In order to absorb (via photoabsorption) most of the energy emitted in X-rays the hydrogen column density of the envelope $\int{n{\rm d}l}$ (where nis the hydrogen density of the envelope) has to be at least of the order of 10^24-25 cm^-2, which means Compton thick envelope. On the other hand, maximum radiation efficiency in the optical band is achieved if the line of sight emission measure of the envelope is $\int{n^2{\rm d}l} \ge 10^{37-38}$ cm^-5 (depending on the contribution of the opacity in the lines to the total opacity of the envelope). Such a line-of-sight emission measure implies that the envelope is optically thick in the optical band (for the assumed temperature of $T\sim3 \times 10^{5}$ K). Line-of-sight emission measure however should not be much larger than this value. Otherwise the envelope would become optically thick in UV and EUV and the luminosity would exceed the Eddington value. Thus, assuming a homogeneous envelope (which is obviously a large oversimplification) we can conclude that for a size of the envelope $R\sim$ few $\cdot R_{\odot}$ (i.e. of the order of size of the Roche lobe of the primary) the density should be about $n\sim10^{12-14}$ cm^-3. The total mass of the envelope is then $M_{\rm env}\sim\int{n{\rm d}V}\sim10^{23-25}$ g. It is interesting that for an Eddington mass accretion rate of $\dot{M}_{\rm Edd}\sim10^{19}$ g s^-1 (for a $M\sim10~M_{\odot}$ black hole) such a mass can be accumulated during 10⁴-10⁶ s. The cooling time of the envelope is much shorter - of the order of seconds.

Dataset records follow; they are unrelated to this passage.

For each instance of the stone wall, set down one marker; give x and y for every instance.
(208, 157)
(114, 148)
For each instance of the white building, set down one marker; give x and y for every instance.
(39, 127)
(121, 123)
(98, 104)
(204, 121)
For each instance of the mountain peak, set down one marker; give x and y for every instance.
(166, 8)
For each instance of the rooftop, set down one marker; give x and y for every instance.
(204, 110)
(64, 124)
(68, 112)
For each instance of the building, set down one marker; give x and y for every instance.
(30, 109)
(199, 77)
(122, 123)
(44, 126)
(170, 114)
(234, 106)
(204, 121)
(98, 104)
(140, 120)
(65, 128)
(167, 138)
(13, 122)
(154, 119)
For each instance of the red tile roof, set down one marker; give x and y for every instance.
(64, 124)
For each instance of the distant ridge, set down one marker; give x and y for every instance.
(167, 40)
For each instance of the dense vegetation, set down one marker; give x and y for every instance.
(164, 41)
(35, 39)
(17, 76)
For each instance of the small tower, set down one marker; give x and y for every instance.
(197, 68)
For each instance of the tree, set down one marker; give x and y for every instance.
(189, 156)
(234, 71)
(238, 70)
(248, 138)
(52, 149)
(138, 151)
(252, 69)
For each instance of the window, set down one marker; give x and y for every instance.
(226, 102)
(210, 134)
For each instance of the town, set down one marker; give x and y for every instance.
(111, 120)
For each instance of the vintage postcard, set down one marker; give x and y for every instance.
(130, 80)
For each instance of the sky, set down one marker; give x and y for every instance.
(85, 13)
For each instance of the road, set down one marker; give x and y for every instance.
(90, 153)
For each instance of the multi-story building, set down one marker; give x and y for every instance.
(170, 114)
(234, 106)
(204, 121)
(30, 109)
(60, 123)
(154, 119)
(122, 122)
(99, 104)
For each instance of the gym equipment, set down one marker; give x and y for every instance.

Thus the optical data suggest that there is an absorbing/reprocessing envelope surrounding the source. In such a model a relatively smooth behavior of the optical luminosity would reflect the total intrinsic luminosity of the source and the amount of X-rays absorbed by the reprocessing region. The evolution of $L_{\rm opt}/L_{\rm x}$ suggests that the geometry of absorbing/reprocessing region changes with time. At the maximum of the optical light curve most of the X-rays are probably absorbed, while later (at the X-ray maximum) the dominant fraction of X-rays is directly observed. Rapid changes in X-ray flux could be due to changes of the geometry of the absorbing region (e.g. edge of the torus obscuring the line of sight) or thermal instability in the gas which causes fragmentation of the medium into separate clouds. During these transitions the distribution of the energy emitted in different energy bands (e.g. in optical/UV and in X-rays) could change strongly depending on the parameters of the envelope, while a bolometric luminosity of the source behaves much more smoothly and reflects the mass accretion rate onto the black hole.

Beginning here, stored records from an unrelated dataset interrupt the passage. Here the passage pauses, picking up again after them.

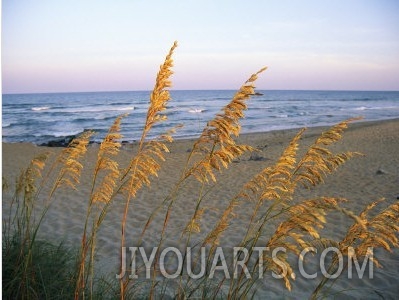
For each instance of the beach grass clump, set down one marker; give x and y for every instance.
(277, 216)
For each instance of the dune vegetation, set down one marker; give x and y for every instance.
(37, 269)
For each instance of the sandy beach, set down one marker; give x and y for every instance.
(361, 181)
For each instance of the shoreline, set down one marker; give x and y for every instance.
(361, 180)
(63, 141)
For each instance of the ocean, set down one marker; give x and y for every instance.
(41, 118)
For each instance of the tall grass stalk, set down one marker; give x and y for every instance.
(275, 215)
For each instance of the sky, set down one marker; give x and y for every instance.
(98, 45)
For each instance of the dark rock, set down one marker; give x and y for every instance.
(61, 142)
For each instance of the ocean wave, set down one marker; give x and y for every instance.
(94, 109)
(40, 108)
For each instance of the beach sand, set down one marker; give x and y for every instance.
(361, 181)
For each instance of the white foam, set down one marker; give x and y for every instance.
(195, 110)
(40, 108)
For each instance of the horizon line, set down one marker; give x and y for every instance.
(171, 90)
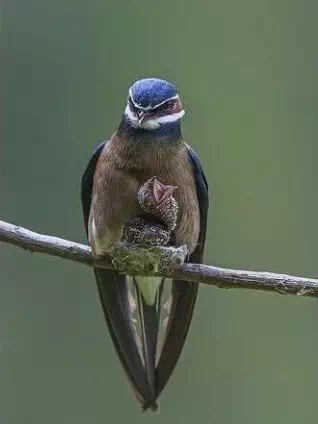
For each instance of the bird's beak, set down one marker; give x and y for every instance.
(141, 116)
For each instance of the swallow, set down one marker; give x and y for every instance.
(147, 143)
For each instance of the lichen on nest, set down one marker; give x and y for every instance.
(141, 260)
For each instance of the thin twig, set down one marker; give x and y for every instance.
(219, 277)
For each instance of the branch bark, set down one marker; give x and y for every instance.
(219, 277)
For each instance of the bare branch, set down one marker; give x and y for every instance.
(219, 277)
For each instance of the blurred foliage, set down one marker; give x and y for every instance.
(247, 72)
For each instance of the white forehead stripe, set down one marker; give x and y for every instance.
(154, 123)
(131, 116)
(138, 106)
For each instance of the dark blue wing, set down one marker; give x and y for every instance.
(114, 294)
(183, 293)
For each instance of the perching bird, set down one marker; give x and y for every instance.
(159, 217)
(148, 142)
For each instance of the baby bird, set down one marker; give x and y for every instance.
(160, 210)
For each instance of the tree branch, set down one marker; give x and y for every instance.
(219, 277)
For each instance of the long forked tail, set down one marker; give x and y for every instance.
(148, 292)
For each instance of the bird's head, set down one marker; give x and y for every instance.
(152, 103)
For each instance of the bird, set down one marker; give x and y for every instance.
(159, 217)
(148, 142)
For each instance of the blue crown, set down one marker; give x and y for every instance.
(150, 92)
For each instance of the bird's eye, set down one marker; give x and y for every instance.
(131, 105)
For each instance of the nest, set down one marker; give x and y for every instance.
(143, 260)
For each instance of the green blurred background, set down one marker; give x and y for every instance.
(247, 73)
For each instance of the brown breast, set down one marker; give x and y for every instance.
(122, 168)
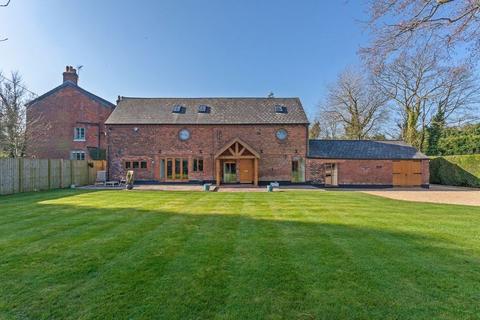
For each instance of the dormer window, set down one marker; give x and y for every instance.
(280, 109)
(203, 109)
(178, 109)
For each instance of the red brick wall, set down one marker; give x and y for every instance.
(51, 122)
(358, 172)
(154, 142)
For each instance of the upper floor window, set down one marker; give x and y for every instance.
(77, 155)
(79, 134)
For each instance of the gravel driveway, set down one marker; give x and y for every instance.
(436, 194)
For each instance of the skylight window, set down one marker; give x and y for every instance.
(178, 109)
(280, 109)
(203, 109)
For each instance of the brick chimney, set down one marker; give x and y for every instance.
(70, 74)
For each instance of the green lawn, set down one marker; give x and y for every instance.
(192, 255)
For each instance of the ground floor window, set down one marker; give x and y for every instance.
(77, 155)
(298, 170)
(197, 165)
(176, 168)
(142, 164)
(331, 174)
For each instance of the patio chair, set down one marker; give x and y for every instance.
(101, 177)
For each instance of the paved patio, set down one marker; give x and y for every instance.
(436, 194)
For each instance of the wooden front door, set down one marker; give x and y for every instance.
(246, 170)
(407, 173)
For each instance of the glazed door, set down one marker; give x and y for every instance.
(176, 169)
(246, 171)
(229, 172)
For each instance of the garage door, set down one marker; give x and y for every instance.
(407, 172)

Note that the enhanced optical activity, observed during approximately 2 weeks before the giant outburst (the middle curve in Fig. 2 of Kato et al. 1999) and the optical activity observed by Goranskij (1978) could also be explained in the frame of a model with an emitting extended envelope. During these observations m_V was $\sim$ $12^{\rm m}$ (two magnitudes brighter than during quiescence). Assuming a black body shape of the spectrum and a size of the emitting region of the order of the size of the accretion disk one can estimate the temperature of the emitting region to be of the order of 40000-50000 K. This temperature is again far too high for the irradiated disk or a star (e.g. Lyutyi & Sunyaev 1976), especially taking into account the low X-ray luminosity of the source, observed simultaneously (Revnivtsev et al. 2002). The observed optical flux at this stage could still correspond to near-Eddington bolometric luminosity if the temperature of the envelope is 10 times lower than what it is during the brightest optical flare. This is possible if the line-of-sight emission measure and the geometrical dimensions of the envelope have not changed. The optical depth for UV and EUV radiation in this case would be much higher.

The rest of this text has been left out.